Covid is leading toward the end of marketing silos
That sort of cross-department integration was once heresy, remember. If you said to a researcher in 1986, “Hey, that woman we talked to for the survey? We should also market to her” — well, that researcher would have hit you over the head and told you to get lost. “There’s no way! You’re biasing people!” Today, we know the importance of customer closeness, especially in an age of fractured loyalty. When you can facilitate an ongoing conversation and learn more about your customer, you can also communicate with them more effectively — and ultimately, give them more of what they want.
As a brand, you’re only as good as your last customer interaction — whether that was an ad they saw while browsing Twitter, their online chat with your website’s virtual assistant or the survey they just completed on Instagram. For certain brands — especially those that consumers interact with regularly — the need for constant engagement is critical. The mobile revolution provides the opportunity to speak to a more diverse group of your customers, including those who are outside of traditional access panels. But the only way to have that level of closeness is with an ongoing, two-way dialogue.
I was thinking about this the other day while on my Peloton bike.
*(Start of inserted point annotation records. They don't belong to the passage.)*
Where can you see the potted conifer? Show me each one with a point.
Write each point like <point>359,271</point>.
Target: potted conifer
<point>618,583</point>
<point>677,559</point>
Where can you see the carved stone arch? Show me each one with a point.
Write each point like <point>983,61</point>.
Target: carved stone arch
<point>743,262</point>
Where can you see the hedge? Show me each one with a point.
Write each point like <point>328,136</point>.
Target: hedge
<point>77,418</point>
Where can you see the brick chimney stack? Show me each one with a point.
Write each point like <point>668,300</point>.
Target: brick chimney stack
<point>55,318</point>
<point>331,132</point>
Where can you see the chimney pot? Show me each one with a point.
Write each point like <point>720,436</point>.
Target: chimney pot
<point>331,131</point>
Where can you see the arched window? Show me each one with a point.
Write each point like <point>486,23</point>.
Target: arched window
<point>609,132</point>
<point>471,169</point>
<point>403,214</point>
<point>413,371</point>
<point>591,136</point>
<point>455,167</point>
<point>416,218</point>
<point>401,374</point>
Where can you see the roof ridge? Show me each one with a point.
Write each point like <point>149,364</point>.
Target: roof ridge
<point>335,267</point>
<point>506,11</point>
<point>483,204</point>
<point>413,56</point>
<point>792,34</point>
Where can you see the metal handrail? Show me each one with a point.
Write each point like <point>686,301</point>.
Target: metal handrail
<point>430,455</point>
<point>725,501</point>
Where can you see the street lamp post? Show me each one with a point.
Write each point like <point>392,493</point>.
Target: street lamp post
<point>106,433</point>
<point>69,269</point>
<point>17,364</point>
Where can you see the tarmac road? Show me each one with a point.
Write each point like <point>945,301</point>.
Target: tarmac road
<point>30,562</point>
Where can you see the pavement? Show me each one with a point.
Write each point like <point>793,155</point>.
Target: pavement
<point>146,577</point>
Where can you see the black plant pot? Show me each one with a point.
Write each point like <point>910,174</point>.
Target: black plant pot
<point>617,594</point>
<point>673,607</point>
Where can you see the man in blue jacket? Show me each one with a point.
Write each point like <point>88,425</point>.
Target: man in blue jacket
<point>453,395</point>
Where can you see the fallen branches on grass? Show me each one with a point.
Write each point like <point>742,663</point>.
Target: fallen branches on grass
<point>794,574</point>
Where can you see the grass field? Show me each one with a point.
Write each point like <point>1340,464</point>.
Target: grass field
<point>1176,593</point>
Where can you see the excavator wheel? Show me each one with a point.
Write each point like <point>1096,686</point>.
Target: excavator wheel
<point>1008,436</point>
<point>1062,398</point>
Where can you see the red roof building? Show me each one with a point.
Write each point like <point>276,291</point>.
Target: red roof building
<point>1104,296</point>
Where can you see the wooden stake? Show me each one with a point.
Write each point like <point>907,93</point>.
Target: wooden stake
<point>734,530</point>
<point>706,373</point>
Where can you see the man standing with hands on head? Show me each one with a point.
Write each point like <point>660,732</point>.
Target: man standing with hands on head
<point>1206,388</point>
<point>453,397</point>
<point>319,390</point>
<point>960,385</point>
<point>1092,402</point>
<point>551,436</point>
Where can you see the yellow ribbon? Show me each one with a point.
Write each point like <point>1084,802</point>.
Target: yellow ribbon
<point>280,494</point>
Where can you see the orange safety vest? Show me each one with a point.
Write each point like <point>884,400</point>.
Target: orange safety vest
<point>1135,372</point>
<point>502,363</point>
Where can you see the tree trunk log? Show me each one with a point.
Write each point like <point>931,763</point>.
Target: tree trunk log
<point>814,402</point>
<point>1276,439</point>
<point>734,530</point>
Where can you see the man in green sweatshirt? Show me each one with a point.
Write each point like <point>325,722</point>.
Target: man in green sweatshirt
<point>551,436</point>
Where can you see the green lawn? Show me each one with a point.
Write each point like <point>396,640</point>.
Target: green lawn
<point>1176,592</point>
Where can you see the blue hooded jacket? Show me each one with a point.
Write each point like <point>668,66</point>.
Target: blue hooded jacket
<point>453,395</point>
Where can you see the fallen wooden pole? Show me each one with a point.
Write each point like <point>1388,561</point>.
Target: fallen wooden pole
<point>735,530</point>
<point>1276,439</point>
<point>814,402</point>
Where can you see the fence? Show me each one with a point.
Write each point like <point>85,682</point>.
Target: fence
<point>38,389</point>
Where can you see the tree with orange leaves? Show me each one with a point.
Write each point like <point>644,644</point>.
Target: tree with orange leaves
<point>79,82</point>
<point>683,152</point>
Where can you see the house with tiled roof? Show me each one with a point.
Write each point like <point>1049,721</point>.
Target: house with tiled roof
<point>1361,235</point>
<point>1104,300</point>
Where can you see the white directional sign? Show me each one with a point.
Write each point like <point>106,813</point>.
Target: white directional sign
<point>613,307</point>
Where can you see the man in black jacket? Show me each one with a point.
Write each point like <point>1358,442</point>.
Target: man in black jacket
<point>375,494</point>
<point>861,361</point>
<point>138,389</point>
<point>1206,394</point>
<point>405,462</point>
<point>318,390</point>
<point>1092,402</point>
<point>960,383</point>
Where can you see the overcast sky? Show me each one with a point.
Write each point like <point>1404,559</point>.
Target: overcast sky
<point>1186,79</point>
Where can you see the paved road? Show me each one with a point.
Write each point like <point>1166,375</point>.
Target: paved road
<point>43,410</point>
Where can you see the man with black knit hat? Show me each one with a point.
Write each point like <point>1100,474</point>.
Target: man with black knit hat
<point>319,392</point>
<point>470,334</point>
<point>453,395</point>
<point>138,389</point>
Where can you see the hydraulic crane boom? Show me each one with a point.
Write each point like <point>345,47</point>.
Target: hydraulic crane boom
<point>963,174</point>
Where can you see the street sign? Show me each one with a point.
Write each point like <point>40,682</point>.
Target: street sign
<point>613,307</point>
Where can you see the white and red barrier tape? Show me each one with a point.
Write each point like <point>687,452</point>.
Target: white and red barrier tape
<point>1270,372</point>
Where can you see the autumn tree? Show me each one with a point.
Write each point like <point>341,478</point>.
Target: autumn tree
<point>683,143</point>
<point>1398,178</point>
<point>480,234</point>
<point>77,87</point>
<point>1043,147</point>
My thought: 25,000 people have taken this class, so how does a company like this go from a “one-to-many” relationship — which, via its digital classes, describes a lot of Peloton’s relationships — to more one-to-one connections? The fact is that, like most Peloton customers, I’m not going to shell out several thousands of dollars for another bike anytime soon. For Peloton, it’s vital to keep customers like me engaged —and keep me subscribed to their Digital Peloton Membership.
Customer engagement ultimately is not about how good your product is — or how well you respond to complaints when it’s not — but how well you anticipate consumer needs. The past 12 months have forced brands to ditch the rearview mirror as their guidepost to consumer behavior — and rely on the (much bigger) windshield revealing the road ahead.